Wenn Florian Lipowitz exakt 50 Tage nach seinem Tour-Crash unter der Sonne der Toskana wieder ins Renngeschehen eingreift, schaut auch Bundestrainer Jens Zemke ganz genau hin. "Ich bin in Kontakt mit seinem Trainer. Der sagt auch, von den Daten her kommen wir auf jeden Fall hin. Also das sieht eigentlich alles ganz ordentlich aus. Jetzt muss man halt auch mal abwarten, wie er es mental wegsteckt", sagte Zemke.
Vier Rennen in Italien, beginnend mit dem Giro della Toscana am Mittwoch, sind beim deutschen Radstar als Härtetest angesetzt. Läuft alles nach Plan, soll er anschließend das "Go" für die Weltmeisterschaften in Montreal (20. bis 27. September) erhalten. Dort könnte er im Einzelzeitfahren und im Straßenrennen um die Medaillen kämpfen. Denn nach dem verletzungsbedingten Sturz-Aus von Ausnahmekönner Tadej Pogacar eröffnen sich bei der WM wieder ganz neue Chancen, die vorher so nicht absehbar waren.
So weit denkt Lipowitz noch nicht. "Ich freue mich vor allem darauf, wieder eine Startnummer anzuziehen und Rennen zu fahren. Nach sieben Wochen ohne Wettkampf kann ich noch nicht genau wissen, wo ich stehe. Genau das wollen wir herausfinden. Für mich geht es bei diesen ersten Rennen nicht um ein Ergebnis. Ich möchte sehen, wie mein Körper auf die Rennbelastung reagiert", sagte der 25-Jährige.
Warten auf die Freigabe
Beim Einzelzeitfahren der Frankreich-Rundfahrt am Genfer See war Lipowitz heftig gestürzt und hatte einen Schlüsselbeinbruch erlitten. "Der Sturz bei der Tour sah erstmal nicht so spektakulär aus, aber es waren halt doch einige Verletzungen dabei, die auskuriert werden mussten, was dann auch ein bisschen langwierig war", berichtete Zemke.

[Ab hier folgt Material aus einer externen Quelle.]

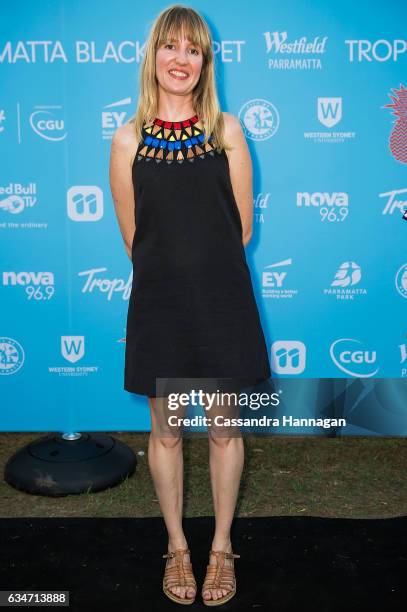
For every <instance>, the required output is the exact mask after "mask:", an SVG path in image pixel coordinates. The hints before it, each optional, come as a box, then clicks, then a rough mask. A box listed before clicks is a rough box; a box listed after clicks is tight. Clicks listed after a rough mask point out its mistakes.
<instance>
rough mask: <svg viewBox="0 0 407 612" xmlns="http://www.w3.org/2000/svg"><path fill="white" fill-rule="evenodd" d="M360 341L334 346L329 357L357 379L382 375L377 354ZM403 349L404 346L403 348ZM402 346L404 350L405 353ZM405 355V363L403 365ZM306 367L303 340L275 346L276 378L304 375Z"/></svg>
mask: <svg viewBox="0 0 407 612" xmlns="http://www.w3.org/2000/svg"><path fill="white" fill-rule="evenodd" d="M362 344H363V343H362V342H361V340H358V339H356V338H339V339H338V340H335V341H334V342H332V344H331V346H330V349H329V354H330V357H331V359H332V361H333V363H334V364H335V365H336V367H337V368H338V369H339V370H341V371H342V372H344V373H345V374H348V375H349V376H354V377H356V378H370V377H372V376H375V374H377V372H378V371H379V366H378V365H377V353H376V351H374V350H368V349H366V348H363V347H362ZM402 346H403V345H402ZM402 346H400V350H402ZM403 359H404V358H403V354H402V361H403ZM305 365H306V347H305V344H304V343H303V342H301V341H299V340H277V341H276V342H273V344H272V346H271V367H272V370H273V372H275V373H276V374H294V375H295V374H302V372H304V370H305Z"/></svg>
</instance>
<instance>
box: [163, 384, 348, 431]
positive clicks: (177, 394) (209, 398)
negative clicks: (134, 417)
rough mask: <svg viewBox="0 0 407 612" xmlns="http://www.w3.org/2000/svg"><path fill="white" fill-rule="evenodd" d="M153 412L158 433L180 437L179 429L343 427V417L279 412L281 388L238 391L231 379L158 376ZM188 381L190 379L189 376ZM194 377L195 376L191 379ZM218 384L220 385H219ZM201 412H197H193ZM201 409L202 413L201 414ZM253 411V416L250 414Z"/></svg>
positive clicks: (239, 386)
mask: <svg viewBox="0 0 407 612" xmlns="http://www.w3.org/2000/svg"><path fill="white" fill-rule="evenodd" d="M158 380H160V381H165V382H163V383H162V384H160V385H159V384H157V398H156V402H157V403H156V415H157V432H158V435H160V436H165V435H169V436H174V435H175V436H179V435H180V434H181V431H182V430H184V431H185V430H188V431H191V432H198V431H202V430H203V428H207V429H208V432H210V433H211V434H212V435H215V436H229V437H230V436H233V437H235V436H241V433H242V430H243V431H245V432H246V433H272V430H273V429H274V428H280V427H289V428H294V429H297V430H298V428H304V427H306V428H309V427H314V428H323V429H329V428H332V427H345V426H346V419H344V418H314V417H307V418H296V417H294V416H292V415H286V414H281V415H279V414H278V412H281V411H282V408H283V406H282V402H281V393H280V391H273V392H271V393H269V392H256V391H248V392H245V391H243V392H242V390H241V387H242V384H239V383H238V382H236V381H233V380H232V379H222V382H221V383H220V381H219V379H215V380H214V379H205V382H204V383H203V382H202V379H200V384H199V385H193V382H189V383H187V379H182V380H181V379H157V381H158ZM188 380H189V379H188ZM194 380H195V379H194ZM219 383H220V384H219ZM197 410H198V411H199V412H200V414H196V411H197ZM202 411H203V414H202ZM253 411H256V415H255V416H254V415H253Z"/></svg>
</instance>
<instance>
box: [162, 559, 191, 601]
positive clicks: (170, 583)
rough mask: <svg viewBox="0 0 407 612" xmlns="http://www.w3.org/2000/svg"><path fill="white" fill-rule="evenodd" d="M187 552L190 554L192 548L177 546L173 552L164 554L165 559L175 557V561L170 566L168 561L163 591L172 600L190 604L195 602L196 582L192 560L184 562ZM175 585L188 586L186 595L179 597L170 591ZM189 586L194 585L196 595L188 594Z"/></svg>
mask: <svg viewBox="0 0 407 612" xmlns="http://www.w3.org/2000/svg"><path fill="white" fill-rule="evenodd" d="M185 554H190V550H189V549H188V548H177V549H176V550H174V551H173V552H169V553H167V554H165V555H163V559H172V558H175V563H174V564H173V565H170V566H169V565H168V561H167V564H166V566H165V572H164V578H163V591H164V593H165V594H166V595H167V597H169V598H170V599H171V600H172V601H175V602H176V603H180V604H183V605H186V606H188V605H189V604H191V603H194V601H195V596H196V582H195V578H194V574H193V572H192V564H191V562H190V561H189V562H188V563H185V564H184V562H183V560H184V555H185ZM174 586H182V587H186V588H185V597H179V596H178V595H176V594H175V593H173V592H172V591H170V587H174ZM188 587H192V588H193V589H194V590H195V596H194V597H187V596H186V592H187V590H188Z"/></svg>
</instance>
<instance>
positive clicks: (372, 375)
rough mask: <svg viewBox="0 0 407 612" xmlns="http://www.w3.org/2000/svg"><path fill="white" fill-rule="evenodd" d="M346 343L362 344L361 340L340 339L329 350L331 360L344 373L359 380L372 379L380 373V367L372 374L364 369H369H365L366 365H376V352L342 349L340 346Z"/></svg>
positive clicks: (373, 370) (349, 347)
mask: <svg viewBox="0 0 407 612" xmlns="http://www.w3.org/2000/svg"><path fill="white" fill-rule="evenodd" d="M345 343H354V344H362V342H361V341H360V340H356V339H355V338H340V339H339V340H336V341H335V342H333V343H332V344H331V348H330V350H329V352H330V356H331V359H332V361H333V362H334V364H335V365H336V366H337V367H338V368H339V369H340V370H342V372H345V373H346V374H350V376H355V377H357V378H370V377H371V376H374V375H375V374H376V373H377V372H378V371H379V367H377V368H376V369H375V370H372V371H371V372H367V373H366V372H364V371H363V370H364V369H368V368H363V366H364V365H373V364H375V363H376V359H377V355H376V351H368V350H361V349H355V348H353V347H349V348H345V349H341V348H340V345H341V344H345ZM345 346H346V344H345ZM337 347H338V348H337ZM353 366H356V368H355V370H357V371H354V368H353ZM359 366H361V367H359ZM351 368H352V369H351Z"/></svg>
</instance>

Für Lipowitz war die Tour ein erster Karriere-Knick, nachdem es die letzten Jahre steil bergauf gegangen war. Erst die anhaltenden Diskussionen um die Kapitänsrolle im Team an der Seite von Doppel-Olympiasieger Remco Evenepoel, dann die erste größere Verletzung im Profibereich. So hat das Red-Bull-Team auch noch keine Freigabe für die WM erteilt. "Natürlich ist die WM ein Rennen, das mich reizt", sagt Lipowitz, der zugleich betont: "Aber für mich ist auch klar: Wenn die Form nicht stimmt, möchte ich keinem anderen Fahrer einen Startplatz wegnehmen."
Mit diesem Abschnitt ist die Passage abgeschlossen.